The current proposal adopted by the legislature's budget conference committee certainly will implement the initials SDS and may well lead to the actual manifestation of its meaning. The ban on using SDS while a client lives in a congregated facility or uses a day program certainly limits both the choice of clients and the benefit to the system and the state. The failure to specify the role of service coordination staff in SDS, which may or may not occur in writing the regulations, leaves up in the air how much actual control will pass to people with disabilities and, therefore, whether or not this new program meets its goals or produces significant benefits.

Fears as to whether the regulations being developed will follow the normal process of public input have placed many erstwhile supporters of SDS into a skeptical state.

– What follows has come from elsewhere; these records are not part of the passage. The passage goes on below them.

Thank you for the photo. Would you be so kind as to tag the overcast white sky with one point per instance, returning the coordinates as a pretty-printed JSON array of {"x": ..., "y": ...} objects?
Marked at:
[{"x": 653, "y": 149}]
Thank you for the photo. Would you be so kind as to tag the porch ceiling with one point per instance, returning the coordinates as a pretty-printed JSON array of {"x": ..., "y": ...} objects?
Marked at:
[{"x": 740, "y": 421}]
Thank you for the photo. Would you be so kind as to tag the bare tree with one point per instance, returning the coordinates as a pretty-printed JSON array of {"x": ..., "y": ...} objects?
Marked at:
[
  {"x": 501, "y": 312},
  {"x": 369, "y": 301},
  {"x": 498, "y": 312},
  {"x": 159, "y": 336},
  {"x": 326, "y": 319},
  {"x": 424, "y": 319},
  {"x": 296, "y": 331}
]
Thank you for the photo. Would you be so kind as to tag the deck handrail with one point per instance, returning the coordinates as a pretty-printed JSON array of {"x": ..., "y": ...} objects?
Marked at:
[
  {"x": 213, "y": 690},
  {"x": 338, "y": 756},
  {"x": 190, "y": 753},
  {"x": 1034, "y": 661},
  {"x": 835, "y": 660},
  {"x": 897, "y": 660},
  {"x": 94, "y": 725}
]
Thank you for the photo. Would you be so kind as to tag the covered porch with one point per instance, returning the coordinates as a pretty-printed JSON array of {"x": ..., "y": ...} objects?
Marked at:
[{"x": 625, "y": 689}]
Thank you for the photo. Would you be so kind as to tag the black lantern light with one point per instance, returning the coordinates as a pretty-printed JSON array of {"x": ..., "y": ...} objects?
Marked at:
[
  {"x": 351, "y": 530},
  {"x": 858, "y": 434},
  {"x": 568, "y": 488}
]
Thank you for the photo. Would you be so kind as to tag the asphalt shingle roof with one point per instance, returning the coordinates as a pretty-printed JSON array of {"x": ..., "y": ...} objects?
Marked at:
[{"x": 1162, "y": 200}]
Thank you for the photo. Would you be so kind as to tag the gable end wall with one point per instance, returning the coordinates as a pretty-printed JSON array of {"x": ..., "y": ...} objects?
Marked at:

All of that said, this proposal is the most promising reform to come this close to implementation. So, I endorse the SDS proposal with the anticipation that legislative and regulatory corrections will be needed to implement SDS itself.

4 comments:

Anonymous said...

Hmmmm
Guess you are allowed that opinion

Doug said...

That was supposed to be a draft, I'll actually write something later.

Anonymous said...

SDS whether the Admins version or the Legislative variety ignores the already inherent and imbedded language contained in the Lanterman Act that service delivery be cost effective and cost effective in the aggregate.
Other than the SD5(5 Self Determination RCs) I have yet to see a case worker or manager attempt that feat...they do however seek to be "payer of last resort" in exhausting clients to prove beyond a reasonable doubt that someone else should pay for the needed/identified services. And then deny the service as one they are willing to pay.
Remember $3 billion of allocated clients' monies would go far if Lanterman were followed properly and clients weren't blamed for their developmental disabilities.
Self Determination in their current constructs mean absolutely nothing when the Lanterman Act is so widely "interpreted" by the NP21(21 nonprofit regional Centers).
A 22nd Self Determination Regional Center that anyone can join will be the only one that can currently begin, from new design to the new build out,
to actually delivery community benefit to all DD that qualify.
Today. Not in some abstract tomorrow.
We can do better than this.
We must do better than this.
Too much money for less than stellar results.
Read the 1995 Senate Audit Committee overview of the Regional Center System and most identified issues or corrections have not been fixed.
Running 26.5 miles in place will never make one a Marathoner.
Regional Center Executive Directors and ARCA membership....lets put CLIENTS first and last as a priority and follow Lanterman and support the 22nd Regional Center to show excellence, serve clients and lighten your load.

Doug said...

Anonymous,

You make a lot of excellent points which to a large extent I agree with. Really, SDS is just a new format for doing what the Lanterman Act says should have been done all along. But the reformatting is important because I think, and I think you'd agree, the Lanterman act really hasn't materialized.

Economists talk about "The Principal-Agent Problem." In a nutshell, the idea is that when someone is hired to attend to the interests of another, the person hired has interests of their own which compete with the ones they were hired to pursue. This leads to inefficiency in a good case and the wholesale replacement of objectives in a bad case. I would assess our system as a medium case.

Inside or outside of what you refer to as the SD5, I'd say good people work hard and smart, but just a whole bunch of interests are competing with intent of the people of California. In the end, I expected to endorse SDS because at least in theory it eliminates a significant portion of the principal-agent problem in our system when it is implemented.

I am open to but not confident in the possibility that the language adopted will do that. At the end of the day all service providers including Regional Centers and direct-care agencies have to lose significant control or else SDS will be just another phony empowerment program.

The proposal may well lead to exactly that, but once SDS exists outside the minds of its advocates the community can start to pursue changes that make it real.

And by the way, running 26 miles in place may not make you a marathoner, but you'll be in a lot better shape than I am.